Deputy Minister of Education, Arts and Culture
- In office 2020 – 21 March 2025

Personal details
- Born: 17 November 1956 (age 69) Ruurumwe, South West Africa
- Party: SWAPO
- Education: University of Namibia University of Hull University of Manchester MANCOSA
- Occupation: Social worker, teacher

= Faustina Caley =

Namibian politician

Faustina Namutenya Caley (born 17 November 1956) is a Namibian politician. A member of SWAPO, Caley joined parliament in 2015 and was appointed deputy Minister of Education, Arts and Culture from 2020 to 21 March 2025.

== Early life and professional career==
Faustina Caley was born on 17 November 1956, in Ruurumwe, Kavango West, and grew up at Sarusungu now known as Kaisosi, in Kavango East. She started her primary school in Kavango Region and finished her grade 12 at Rundu Secondary School. Caley attended Augustineum Training College and graduated with a social worker certificate in 1979. She worked as a social worker for government until 1983.
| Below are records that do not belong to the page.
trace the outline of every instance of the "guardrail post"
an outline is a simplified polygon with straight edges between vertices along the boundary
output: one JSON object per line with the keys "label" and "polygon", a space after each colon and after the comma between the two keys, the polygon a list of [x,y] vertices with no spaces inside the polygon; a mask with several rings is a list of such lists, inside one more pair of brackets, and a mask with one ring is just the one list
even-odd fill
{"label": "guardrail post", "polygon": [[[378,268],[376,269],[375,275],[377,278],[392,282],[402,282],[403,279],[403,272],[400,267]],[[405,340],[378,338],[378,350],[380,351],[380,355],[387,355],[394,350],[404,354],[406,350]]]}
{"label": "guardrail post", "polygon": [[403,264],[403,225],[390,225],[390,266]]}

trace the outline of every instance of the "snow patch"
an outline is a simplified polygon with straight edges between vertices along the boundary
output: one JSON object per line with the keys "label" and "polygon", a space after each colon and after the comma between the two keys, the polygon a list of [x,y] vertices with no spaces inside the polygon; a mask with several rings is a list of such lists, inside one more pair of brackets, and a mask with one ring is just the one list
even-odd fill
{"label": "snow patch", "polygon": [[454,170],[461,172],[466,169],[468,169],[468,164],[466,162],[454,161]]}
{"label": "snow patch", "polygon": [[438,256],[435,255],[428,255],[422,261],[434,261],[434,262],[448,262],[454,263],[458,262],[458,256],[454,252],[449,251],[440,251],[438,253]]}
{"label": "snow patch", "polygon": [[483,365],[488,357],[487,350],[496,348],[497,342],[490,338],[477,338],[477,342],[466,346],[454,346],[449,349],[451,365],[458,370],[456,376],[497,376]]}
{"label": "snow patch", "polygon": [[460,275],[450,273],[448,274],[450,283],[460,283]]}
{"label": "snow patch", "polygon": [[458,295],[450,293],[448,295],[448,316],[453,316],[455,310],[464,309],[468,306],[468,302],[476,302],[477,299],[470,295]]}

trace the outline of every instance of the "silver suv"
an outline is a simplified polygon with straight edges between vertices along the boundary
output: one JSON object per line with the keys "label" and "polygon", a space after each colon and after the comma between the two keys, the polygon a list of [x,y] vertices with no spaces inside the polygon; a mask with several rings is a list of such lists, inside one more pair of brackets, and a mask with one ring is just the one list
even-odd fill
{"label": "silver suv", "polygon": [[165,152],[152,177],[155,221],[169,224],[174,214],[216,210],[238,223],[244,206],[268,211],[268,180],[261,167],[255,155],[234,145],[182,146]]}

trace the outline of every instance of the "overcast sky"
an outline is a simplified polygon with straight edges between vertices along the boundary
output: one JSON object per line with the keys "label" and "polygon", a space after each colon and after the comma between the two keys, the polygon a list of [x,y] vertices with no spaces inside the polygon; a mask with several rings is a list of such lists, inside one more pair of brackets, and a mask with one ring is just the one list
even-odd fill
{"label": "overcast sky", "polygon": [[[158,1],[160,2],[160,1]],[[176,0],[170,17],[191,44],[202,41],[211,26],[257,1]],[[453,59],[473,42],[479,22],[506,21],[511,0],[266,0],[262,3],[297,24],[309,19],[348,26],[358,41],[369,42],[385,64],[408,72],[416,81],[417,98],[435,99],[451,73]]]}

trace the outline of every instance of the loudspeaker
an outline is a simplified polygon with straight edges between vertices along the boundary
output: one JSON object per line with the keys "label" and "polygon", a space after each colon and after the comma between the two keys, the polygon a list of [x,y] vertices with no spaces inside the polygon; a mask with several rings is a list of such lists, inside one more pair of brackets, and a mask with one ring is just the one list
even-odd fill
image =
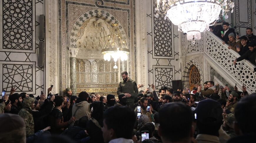
{"label": "loudspeaker", "polygon": [[45,17],[44,15],[39,16],[39,39],[44,40],[45,35]]}
{"label": "loudspeaker", "polygon": [[172,83],[172,89],[173,90],[177,90],[178,89],[182,90],[182,81],[181,80],[173,80]]}
{"label": "loudspeaker", "polygon": [[38,66],[44,67],[44,42],[39,42],[39,51],[38,53]]}

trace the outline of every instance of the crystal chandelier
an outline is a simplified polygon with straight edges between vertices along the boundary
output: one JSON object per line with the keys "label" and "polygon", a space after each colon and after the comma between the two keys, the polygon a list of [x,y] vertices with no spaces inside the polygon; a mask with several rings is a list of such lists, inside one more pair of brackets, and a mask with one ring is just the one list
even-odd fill
{"label": "crystal chandelier", "polygon": [[157,1],[155,16],[165,15],[164,19],[168,17],[178,26],[179,31],[187,33],[187,39],[193,40],[193,43],[201,39],[201,32],[210,30],[209,27],[219,19],[221,10],[227,19],[227,12],[231,9],[233,13],[235,6],[232,0],[161,0],[161,4],[160,0]]}
{"label": "crystal chandelier", "polygon": [[116,20],[116,1],[115,0],[115,21],[112,24],[112,28],[110,30],[110,34],[107,36],[107,39],[106,42],[104,49],[101,51],[102,53],[104,54],[104,59],[109,61],[111,57],[114,59],[115,66],[114,68],[117,68],[117,61],[120,58],[122,61],[127,60],[128,58],[128,54],[130,53],[127,48],[126,42],[122,39],[121,33],[119,30],[118,24]]}

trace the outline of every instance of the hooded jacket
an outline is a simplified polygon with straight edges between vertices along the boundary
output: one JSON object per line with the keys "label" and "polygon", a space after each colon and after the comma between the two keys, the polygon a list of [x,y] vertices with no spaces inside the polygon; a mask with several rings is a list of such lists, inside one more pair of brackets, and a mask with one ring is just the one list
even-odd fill
{"label": "hooded jacket", "polygon": [[19,115],[24,120],[26,126],[27,137],[34,134],[34,120],[32,114],[31,105],[34,104],[35,99],[29,97],[24,98],[22,103],[23,108],[19,112]]}
{"label": "hooded jacket", "polygon": [[91,119],[90,110],[90,104],[88,102],[78,98],[72,107],[72,116],[75,117],[77,120],[81,117],[86,116],[88,120],[90,120]]}

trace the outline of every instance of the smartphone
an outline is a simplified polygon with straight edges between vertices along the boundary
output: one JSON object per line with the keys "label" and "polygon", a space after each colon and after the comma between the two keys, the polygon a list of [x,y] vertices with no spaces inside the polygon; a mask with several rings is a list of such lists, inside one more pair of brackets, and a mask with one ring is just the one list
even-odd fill
{"label": "smartphone", "polygon": [[137,118],[139,119],[139,117],[140,117],[140,115],[141,115],[141,113],[140,112],[137,113]]}
{"label": "smartphone", "polygon": [[3,91],[2,92],[2,96],[4,97],[5,95],[5,90],[3,89]]}
{"label": "smartphone", "polygon": [[146,110],[146,112],[149,112],[150,109],[150,105],[148,105],[147,107],[147,109]]}
{"label": "smartphone", "polygon": [[148,131],[141,131],[141,141],[149,139],[149,132]]}
{"label": "smartphone", "polygon": [[138,106],[137,107],[137,112],[141,112],[141,110],[140,109],[140,106]]}

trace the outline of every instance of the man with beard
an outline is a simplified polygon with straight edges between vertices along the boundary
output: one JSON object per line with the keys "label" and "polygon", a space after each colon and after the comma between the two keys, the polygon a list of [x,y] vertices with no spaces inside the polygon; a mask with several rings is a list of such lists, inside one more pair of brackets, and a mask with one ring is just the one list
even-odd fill
{"label": "man with beard", "polygon": [[234,65],[236,63],[236,62],[241,61],[244,59],[248,59],[252,64],[256,66],[256,47],[255,44],[252,42],[251,42],[248,44],[249,47],[249,50],[247,51],[239,58],[235,60],[233,63]]}
{"label": "man with beard", "polygon": [[126,97],[129,107],[134,108],[134,97],[139,93],[139,90],[137,87],[137,84],[135,81],[128,77],[128,73],[124,71],[121,73],[123,81],[119,83],[117,88],[117,94],[124,93]]}
{"label": "man with beard", "polygon": [[235,37],[236,34],[235,33],[235,29],[233,28],[230,28],[229,23],[227,22],[224,22],[222,24],[222,27],[224,30],[223,34],[221,35],[222,39],[226,43],[229,41],[228,38],[228,35],[230,33],[234,33],[234,37]]}
{"label": "man with beard", "polygon": [[[141,112],[141,115],[146,115],[149,119],[149,122],[153,122],[154,120],[154,117],[153,113],[151,111],[151,107],[150,109],[149,109],[149,112],[147,112],[146,111],[147,108],[148,103],[147,99],[146,97],[142,97],[140,99],[139,103],[140,105],[141,106],[140,109]],[[137,113],[137,107],[136,107],[135,108],[135,109],[134,109],[134,111],[136,113]]]}
{"label": "man with beard", "polygon": [[180,92],[175,90],[173,92],[173,94],[174,102],[181,101]]}
{"label": "man with beard", "polygon": [[21,96],[18,93],[14,93],[10,96],[9,99],[12,105],[10,113],[17,114],[22,108],[22,99]]}
{"label": "man with beard", "polygon": [[70,98],[72,95],[72,90],[71,89],[69,88],[66,88],[66,96]]}
{"label": "man with beard", "polygon": [[228,96],[228,101],[226,105],[226,110],[229,110],[234,114],[235,109],[238,101],[238,94],[233,91]]}

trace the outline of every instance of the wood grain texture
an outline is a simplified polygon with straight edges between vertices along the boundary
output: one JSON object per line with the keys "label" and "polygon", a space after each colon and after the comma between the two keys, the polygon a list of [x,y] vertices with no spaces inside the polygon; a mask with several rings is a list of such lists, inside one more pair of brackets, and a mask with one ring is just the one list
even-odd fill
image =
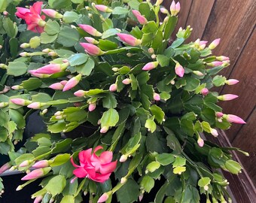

In 1990, she became acting principal of Dr Romanus Kampungu Secondary School in Rundu. From 1991 Caley worked for the Ministry of Education in various positions until 2014, rising to director of education of Otjozondjupa Region. In parallel she obtained various tertiary degrees, a diploma in Primary Education from the University of Namibia (1997), a Bachelor of Philosophy from the University of Hull, United Kingdom (1998), a Masters in Education (M.Ed) from University of Manchester (1999), and a postgraduate diploma in Management Studies from MANCOSA, South Africa (2003).

== Political career ==
Caley became a SWAPO member of the National Assembly in 2015 and served as the chairperson of the Parliamentary standing committee on ICT and Innovation. For the 2020–2025 legislative period she was appointed deputy minister of Basic Education, Arts and Culture.